By reducing fluoroscopy time in our study with the right guiding catheter, the risk of cancer in patients and operators can be lowered. Another benefit is better engagement and lowering manipulation that can lead to lower rate of emboli risk in patients. Also, by lowering fluoroscopy time, the usage of dye will decrease and thus lower the rate of contrast-induced nephropathy. However, assessment of contrast-induced nephropathy in this study was not logical, because we did not have any patient with it.

Limitations

There are several limitations to our study. The design was based on the existence of previous cases, and this made our study affected by some confounding factors. While during patient engagement, these points were followed, we did not access documented reports for all cases. We plan future studies based on this report and hope to resolve these limitations. In our setting, the three reported vein grafts were the most frequent, and we did not have other venous grafts.
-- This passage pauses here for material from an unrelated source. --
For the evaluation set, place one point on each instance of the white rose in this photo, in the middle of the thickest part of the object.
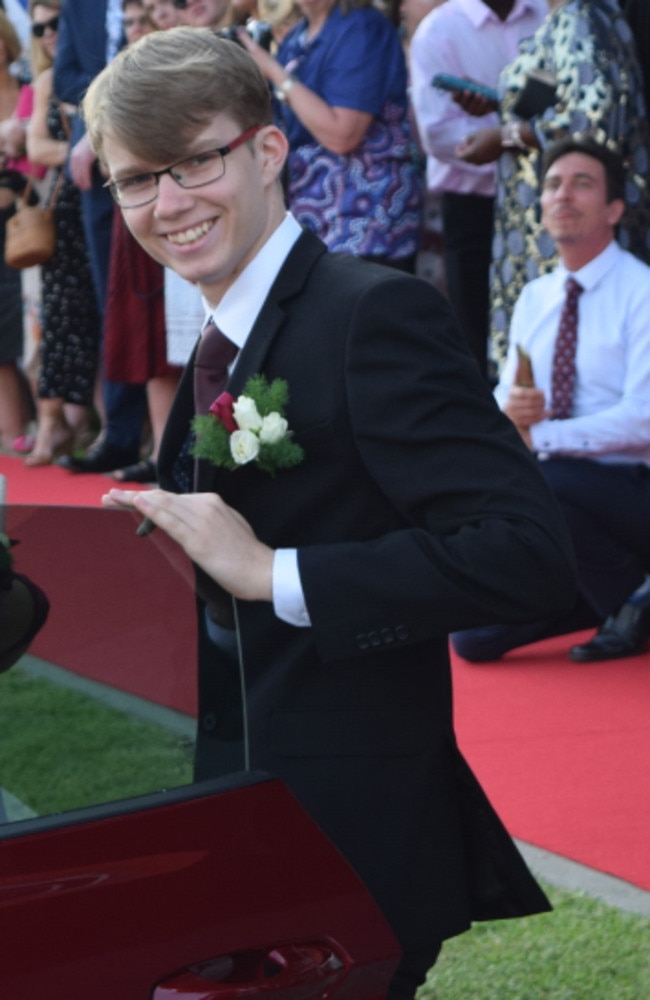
(244, 446)
(246, 414)
(274, 428)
The findings from our study are hypothesis-generating and may need further validation by a larger prospective randomized trial.

Conclusion

This study and other similar publications highlight the importance of catheter choice and operator training as key components in successful procedures. Our data suggest that when the guiding Judkins catheter is used, fluoroscopy time will decrease and lead to the benefits mentioned. However, more evaluations are needed in the form of large-scale studies and identification of other variables, eg, contrast volume, success in engagement, and other confounding factors.

Acknowledgment

We thank all nurses of the Cardiac Catheterization Laboratory of Qaem Hospital for their cooperation in performing the study.

Disclosure

The authors report no conflicts of interest in this work.